Me acerqué a la señora mientras Claudia trataba de consolar al joven. Moví un poco a la mujer, parecía que había pasado un par de días ahí, la piel estaba húmeda y desprendía algo. La solté bruscamente y miré al nieto asegurándome que no se hubiera percatado de mi actitud. No dejaba se escuchar el corto circuito en mi cabeza, esto no era lo que esperaba, no podía dejar que algo les pasara, pero tampoco quería más responsabilidades. Fingí salir por algo tan solo para tomar el aire fresco. Sentí mi libertad cortada y me sentí peor por sonar tan egoísta.
Oscar fue por el auto y llevó a los nuevos conocidos, Carlos y Angélica a casa, mientras que Claudia y yo retornamos minutos más tarde con nuestros carritos de súper.
-¿A qué se dedicaban?
Claudia se rio un poco antes de contestar, nos tuvimos confianza pero jamás habíamos ahondado en cosas que parecen básicas, quizá porque ahora son triviales.
-Somos músicos, Oscar toca el violín, yo toco la batería.
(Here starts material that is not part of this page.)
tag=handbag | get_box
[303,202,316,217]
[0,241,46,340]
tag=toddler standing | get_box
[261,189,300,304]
También tocamos la guitarra. Extraño los instrumentos, fue lo primero que vendimos cuando alguien nos estafó con una cura para nuestros padres nuestra y hermana, ¿y tú?
-Oficinista, administración, aunque de joven tocaba la guitarra, quizá ahora formemos un grupo.
-¿Y a quién perdiste?
-Ya había perdido a todos antes de la epidemia.
Le dije mientras seguimos hasta llegar a casa recibidos por el anochecer.